Retrouvez ci-dessous l’intervention de notre élu Gael Briand lors du conseil municipal de Lorient (03/02/2022) à propos du Contrat de Sécurité Intégré.
Monsieur le Maire, monsieur Gasan,
La question de la sécurité mérite mieux que des caricatures. Je sais les noms d’oiseaux que nous nous envoyons les uns les autres sur ce thème précis. Aussi, je le dis en préambule : vous ne trouverez personne, à gauche, qui dénie l’importance de vivre en sécurité.
Je vais donc essayer dans cette intervention d’être le plus objectif possible avec ce « contrat de sécurité intégré » qui nous est proposé au vote. D’abord parce qu’il y a des mesures importantes, d’autre part car nous voulons sincèrement une ville apaisée. Certains points le permettent, d’autres nous paraissent démagogiques, voire discriminatoires. Vous excuserez par avance la longueur de mon intervention.

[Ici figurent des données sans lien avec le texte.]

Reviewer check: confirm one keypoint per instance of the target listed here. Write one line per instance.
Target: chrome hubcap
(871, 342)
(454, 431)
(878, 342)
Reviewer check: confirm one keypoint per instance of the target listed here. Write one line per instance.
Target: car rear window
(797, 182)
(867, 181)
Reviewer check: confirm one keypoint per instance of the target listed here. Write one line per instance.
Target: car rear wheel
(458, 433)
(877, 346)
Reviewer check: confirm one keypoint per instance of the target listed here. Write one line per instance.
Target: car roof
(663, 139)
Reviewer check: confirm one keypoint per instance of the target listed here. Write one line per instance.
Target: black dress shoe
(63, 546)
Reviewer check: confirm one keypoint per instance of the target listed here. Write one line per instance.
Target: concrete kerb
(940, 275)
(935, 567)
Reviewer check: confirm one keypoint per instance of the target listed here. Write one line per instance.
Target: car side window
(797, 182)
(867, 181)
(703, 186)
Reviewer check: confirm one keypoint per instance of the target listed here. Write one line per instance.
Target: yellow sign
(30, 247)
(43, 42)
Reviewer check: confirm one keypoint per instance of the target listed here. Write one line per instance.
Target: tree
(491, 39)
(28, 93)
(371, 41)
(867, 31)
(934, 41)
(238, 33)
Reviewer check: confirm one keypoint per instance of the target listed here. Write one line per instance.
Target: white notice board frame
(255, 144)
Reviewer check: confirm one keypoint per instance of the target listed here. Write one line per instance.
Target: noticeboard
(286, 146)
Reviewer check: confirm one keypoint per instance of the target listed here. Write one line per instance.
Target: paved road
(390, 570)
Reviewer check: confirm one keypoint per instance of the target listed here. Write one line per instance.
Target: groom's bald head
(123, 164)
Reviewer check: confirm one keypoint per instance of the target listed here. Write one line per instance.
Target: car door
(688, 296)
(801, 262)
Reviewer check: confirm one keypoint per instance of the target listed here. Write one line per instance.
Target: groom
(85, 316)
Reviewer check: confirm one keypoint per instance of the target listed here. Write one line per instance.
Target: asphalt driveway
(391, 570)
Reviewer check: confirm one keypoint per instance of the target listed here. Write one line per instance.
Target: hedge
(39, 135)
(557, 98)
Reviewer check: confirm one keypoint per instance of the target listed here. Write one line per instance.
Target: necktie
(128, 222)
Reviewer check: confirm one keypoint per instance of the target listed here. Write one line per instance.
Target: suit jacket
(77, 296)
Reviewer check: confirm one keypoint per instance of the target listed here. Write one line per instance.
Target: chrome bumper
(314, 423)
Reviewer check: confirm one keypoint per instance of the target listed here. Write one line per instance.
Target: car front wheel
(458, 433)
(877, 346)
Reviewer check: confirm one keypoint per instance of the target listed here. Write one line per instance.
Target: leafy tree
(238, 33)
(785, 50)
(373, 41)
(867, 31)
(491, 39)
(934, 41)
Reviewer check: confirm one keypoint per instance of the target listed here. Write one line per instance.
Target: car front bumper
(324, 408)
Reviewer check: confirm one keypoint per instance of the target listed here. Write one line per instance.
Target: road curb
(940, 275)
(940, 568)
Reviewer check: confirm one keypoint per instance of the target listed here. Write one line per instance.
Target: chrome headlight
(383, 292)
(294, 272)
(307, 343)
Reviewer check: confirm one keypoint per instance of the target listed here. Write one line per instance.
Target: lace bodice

Rappelons ce qu’est ce Contrat de Sécurité Intégré. Un contrat entre l’État, la Ville et la Justice. À ce titre, il est assez bâtard car il mélange des mesures qui ne dépendent que de notre bonne volonté et d’autres sur lesquels nous ne pouvons pas agir car ils dépendent d’une autre juridiction que la nôtre. Je me permets aussi de constater que ce document est assez « fouillis ». Il additionne sans véritablement de hiérarchie des mesures primordiales et d’autres anecdotiques. Était-on obligés d’aller aussi loin dans le détail en indiquant de « faire retirer les faux-plafonds dans les halls d’immeuble ciblés » ? C’est une chose que l’on fait dans le cadre de la lutte contre la drogue. De là à en faire une « mesure » ! J’ai déjà vu ce genre de documents de l’État mal écrits, qui fourrent tout ce qui est fait dans un grand sac histoire de démontrer que l’État agit.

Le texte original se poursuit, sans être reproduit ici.